The focus of both Thirsty Coal studies is the consequences to China’s water supplies from the construction and operation of enormous coal bases that China installed in its coal belt, which runs across the provinces of the dry north. Just like the first Thirsty Coal report, completed in collaboration with a unit of the Chinese Academy of Sciences, the second study is a first-rate piece of reporting that merits the attention it is receiving.

The Thirsty Coal project came with a high personal stake for Qingwei, and not because of the government pressure. Almost three years ago he left Gansu, where he lived since 1994, and where his wife and nine-year-old son still live, to start a new job as a campaigner in Greenpeace’s Beijing office. His interest was water supply and coal production.

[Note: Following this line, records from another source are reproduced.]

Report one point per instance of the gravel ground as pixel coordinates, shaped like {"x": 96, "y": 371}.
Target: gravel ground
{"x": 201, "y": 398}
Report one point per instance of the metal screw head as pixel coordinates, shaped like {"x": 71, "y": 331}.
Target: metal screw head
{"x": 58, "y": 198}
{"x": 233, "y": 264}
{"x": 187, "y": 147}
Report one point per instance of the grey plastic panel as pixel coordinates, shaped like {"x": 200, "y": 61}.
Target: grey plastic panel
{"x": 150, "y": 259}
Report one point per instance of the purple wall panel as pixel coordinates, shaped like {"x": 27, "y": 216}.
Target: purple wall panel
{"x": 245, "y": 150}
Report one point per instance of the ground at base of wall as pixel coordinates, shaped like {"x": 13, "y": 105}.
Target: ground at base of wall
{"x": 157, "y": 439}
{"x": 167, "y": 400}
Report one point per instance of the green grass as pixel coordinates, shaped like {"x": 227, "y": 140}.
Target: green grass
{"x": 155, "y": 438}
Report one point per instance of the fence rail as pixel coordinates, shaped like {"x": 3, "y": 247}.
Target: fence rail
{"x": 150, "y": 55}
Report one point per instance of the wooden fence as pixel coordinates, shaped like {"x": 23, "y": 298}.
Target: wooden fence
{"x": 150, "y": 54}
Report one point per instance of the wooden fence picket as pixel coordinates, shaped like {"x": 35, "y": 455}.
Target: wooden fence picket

His project started at the same time, winter 2011, that Circle of Blue and the Wilson Center published Choke Point: China, the first penetrating account of how the world’s largest energy producer and consumer was running headlong into an ecologically and economically dangerous barrier almost nobody in or out of the central government had previously recognized. China, said our report, simply did not have enough water in its desert north to mine, process, and burn prodigious amounts of coal, grow a fifth of the country’s grain, and supply the region’s rising modern cities.

Qingwei told me the Choke Point: China project gave his work clarity and momentum inside Greenpeace, and some personal comfort. “I read it, of course,” he said. “I thought, ‘Oh, I’m not alone. We are dealing with the same problem.”

Choke Point: China and the two Greenpeace Thirsty Coal studies have attracted significant government and public attention inside China and in Asia. Domestic and international media are tackling the story now. “The coal-water connection is becoming popular in China,” said Qingwei. “Before that nobody paid attention. Circle of Blue is international. We are inside China. The two together are very powerful.”

Two Thirsty Coal reports, though, turned out to be enough for Qingwei. He just left Greenpeace to take up a new post as deputy secretary general of the China New Energy Chamber of Commerce, a trade group in Beijing. The Thirsty Coal project continues at Greenpeace without him. Deng Ping, a climate and energy campaigner at Greenpeace is working with colleagues on a third “Thirsty Coal” study.

Qingwei will stay in Beijing, where he lives alone during this part of his life and career. His wife is a scientist with a geography research unit of the Chinese Academy of Sciences in Lanzhou. Qingwei said he flies home about once a month to be with his family. “This is the way it is right now,” he said, shrugging.